El sargento Jim Chee mantuvo el pie en alto, apoyado en varios cojines en el asiento trasero de la vieja y destartalada unidad 11 de la agente Bernie Manuelito, envuelto en una bolsa de plástico llena de cubitos. El tobillo no le dolía tanto, y se sentía mucho mejor. El vendaje y los cuidados profesionales que le habían procurado en la clínica habían logrado efectos maravillosos en la lesión, y el respeto que su antiguo jefe le había demostrado le había aliviado las magulladuras morales.

Bernie conducía en dirección oeste por la U.S. 160. Dejó atrás Red Mesa School y continuó hacia el cruce con la Navajo 35, en Mexican Water. Chee iba detrás de ella, desplomado hacia el lado del conductor y mirando el perfil canoso de Leaphorn. El lugarteniente no estaba tan taciturno como Chee lo recordaba.
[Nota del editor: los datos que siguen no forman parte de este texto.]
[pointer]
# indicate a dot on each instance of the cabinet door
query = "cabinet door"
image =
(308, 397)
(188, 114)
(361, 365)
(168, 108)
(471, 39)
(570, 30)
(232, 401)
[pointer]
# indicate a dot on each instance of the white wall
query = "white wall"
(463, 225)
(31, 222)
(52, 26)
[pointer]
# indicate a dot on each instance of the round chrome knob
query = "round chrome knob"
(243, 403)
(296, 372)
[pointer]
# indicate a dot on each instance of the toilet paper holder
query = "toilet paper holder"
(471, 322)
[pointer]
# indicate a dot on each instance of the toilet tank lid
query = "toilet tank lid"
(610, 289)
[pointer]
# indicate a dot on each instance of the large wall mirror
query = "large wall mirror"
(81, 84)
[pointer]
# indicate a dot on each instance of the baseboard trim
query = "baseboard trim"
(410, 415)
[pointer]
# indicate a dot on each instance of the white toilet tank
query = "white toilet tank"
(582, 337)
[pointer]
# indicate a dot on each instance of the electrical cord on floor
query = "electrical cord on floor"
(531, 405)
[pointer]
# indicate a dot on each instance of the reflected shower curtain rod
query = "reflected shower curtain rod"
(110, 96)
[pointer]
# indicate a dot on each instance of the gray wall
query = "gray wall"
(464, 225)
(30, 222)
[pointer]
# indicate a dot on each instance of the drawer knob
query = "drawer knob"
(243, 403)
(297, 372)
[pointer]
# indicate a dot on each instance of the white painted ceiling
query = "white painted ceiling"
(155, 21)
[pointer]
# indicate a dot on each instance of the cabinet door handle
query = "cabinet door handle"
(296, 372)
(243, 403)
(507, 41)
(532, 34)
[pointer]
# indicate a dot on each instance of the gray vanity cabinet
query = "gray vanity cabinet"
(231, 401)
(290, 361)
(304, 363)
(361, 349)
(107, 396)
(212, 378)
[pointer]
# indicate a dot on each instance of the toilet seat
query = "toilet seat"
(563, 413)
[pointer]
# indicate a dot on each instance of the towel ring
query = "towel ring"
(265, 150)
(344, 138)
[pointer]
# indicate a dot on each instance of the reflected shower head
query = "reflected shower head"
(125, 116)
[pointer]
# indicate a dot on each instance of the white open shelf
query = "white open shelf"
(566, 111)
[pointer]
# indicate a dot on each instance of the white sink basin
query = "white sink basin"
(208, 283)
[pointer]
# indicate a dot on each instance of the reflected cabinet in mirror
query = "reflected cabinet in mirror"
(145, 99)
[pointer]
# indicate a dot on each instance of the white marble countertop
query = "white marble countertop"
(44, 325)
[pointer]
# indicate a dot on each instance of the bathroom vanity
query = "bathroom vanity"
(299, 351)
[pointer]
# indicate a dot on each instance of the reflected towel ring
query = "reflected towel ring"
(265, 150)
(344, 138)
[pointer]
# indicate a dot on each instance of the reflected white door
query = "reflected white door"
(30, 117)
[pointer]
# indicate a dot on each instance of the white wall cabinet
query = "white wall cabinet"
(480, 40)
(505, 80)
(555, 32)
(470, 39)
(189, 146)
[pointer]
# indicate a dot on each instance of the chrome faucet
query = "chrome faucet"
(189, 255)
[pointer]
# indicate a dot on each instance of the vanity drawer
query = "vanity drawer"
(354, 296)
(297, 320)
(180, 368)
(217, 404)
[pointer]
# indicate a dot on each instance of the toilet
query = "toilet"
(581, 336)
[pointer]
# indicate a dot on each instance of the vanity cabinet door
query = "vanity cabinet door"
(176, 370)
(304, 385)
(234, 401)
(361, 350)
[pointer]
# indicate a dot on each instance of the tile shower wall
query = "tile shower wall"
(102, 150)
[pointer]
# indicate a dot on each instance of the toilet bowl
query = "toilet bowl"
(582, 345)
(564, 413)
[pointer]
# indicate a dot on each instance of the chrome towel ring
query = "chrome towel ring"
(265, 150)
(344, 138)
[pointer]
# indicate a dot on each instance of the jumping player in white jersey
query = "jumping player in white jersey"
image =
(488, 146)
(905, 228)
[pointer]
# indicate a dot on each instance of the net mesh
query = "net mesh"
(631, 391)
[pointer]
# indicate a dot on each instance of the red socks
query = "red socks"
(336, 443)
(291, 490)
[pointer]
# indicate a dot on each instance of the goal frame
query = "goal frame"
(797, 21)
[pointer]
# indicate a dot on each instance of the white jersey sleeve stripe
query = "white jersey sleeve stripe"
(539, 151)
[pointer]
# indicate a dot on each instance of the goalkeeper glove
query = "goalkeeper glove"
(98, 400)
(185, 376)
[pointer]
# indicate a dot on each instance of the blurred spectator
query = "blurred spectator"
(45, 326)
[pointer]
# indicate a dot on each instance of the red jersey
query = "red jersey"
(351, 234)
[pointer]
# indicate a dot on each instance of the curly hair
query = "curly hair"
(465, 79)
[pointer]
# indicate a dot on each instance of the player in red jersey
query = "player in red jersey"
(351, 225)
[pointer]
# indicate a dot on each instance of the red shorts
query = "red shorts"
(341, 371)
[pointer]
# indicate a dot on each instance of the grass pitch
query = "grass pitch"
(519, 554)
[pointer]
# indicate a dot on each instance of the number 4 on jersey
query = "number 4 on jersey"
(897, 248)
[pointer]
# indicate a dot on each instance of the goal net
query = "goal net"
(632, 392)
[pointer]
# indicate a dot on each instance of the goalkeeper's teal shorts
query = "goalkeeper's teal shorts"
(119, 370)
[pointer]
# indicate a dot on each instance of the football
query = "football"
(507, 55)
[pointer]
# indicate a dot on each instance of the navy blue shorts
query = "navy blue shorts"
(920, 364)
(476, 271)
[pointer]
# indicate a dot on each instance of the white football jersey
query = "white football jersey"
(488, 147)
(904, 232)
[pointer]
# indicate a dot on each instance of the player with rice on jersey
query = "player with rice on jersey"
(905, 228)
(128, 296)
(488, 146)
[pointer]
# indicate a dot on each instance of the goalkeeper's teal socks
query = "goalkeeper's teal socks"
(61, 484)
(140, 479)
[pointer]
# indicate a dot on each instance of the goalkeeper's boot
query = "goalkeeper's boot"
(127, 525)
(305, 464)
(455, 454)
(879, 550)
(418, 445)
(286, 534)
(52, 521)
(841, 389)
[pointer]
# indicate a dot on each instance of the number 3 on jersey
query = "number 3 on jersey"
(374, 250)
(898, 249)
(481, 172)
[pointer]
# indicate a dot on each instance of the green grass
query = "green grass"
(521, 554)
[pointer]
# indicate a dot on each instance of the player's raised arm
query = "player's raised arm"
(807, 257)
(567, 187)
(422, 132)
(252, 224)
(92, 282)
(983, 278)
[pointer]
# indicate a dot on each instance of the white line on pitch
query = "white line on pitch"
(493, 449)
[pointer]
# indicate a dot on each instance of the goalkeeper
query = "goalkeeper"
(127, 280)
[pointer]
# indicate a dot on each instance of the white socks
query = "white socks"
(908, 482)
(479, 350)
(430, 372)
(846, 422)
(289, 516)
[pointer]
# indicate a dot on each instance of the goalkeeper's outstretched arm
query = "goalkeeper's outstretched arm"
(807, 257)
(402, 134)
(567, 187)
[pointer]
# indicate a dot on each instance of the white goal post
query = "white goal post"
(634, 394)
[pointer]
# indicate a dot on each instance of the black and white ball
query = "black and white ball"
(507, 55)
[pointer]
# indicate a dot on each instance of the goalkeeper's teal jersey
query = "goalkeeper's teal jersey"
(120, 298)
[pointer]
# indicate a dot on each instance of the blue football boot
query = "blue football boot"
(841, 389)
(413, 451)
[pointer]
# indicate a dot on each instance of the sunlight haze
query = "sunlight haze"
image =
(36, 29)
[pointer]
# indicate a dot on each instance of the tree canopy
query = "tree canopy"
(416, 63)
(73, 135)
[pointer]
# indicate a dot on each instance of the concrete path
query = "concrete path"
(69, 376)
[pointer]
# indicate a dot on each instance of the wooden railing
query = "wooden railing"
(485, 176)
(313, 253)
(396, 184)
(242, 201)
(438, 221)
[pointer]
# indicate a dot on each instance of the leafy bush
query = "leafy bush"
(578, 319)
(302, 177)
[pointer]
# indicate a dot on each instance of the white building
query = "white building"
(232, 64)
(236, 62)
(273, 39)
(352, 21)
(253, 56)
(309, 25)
Iba contando a Bernie que Gershwin le había dejado los nombres escritos en un papel en la taberna navaja, que por eso había ido a casa de Jorie, que luego se enteró de que Jorie había denunciado a Gershwin y todo lo demás. Bernie escuchaba con atención cada una de sus palabras, y Leaphorn disfrutaba con un auditorio tan entregado. Acababa de explicarle por qué nunca había creído en las coincidencias, pero Chee había oído esos argumentos tantas veces, cuando trabajaba como ayudante suyo en la comisaría de Window Rock, que se los sabía de memoria. Era pura filosofía navaja; todo estaba interconectado, no había efecto sin causa, las alas de un insecto afectan a la brisa, el canto de la alondra doblega el estado de ánimo del guerrero, una nube negra en el horizonte occidental se abre, deja pasar el sol del poniente, tiñe las montañas de oro, influye en el humor y en las decisiones del consejo tribal navajo… O, como dijo el poeta, ningún hombre es una isla.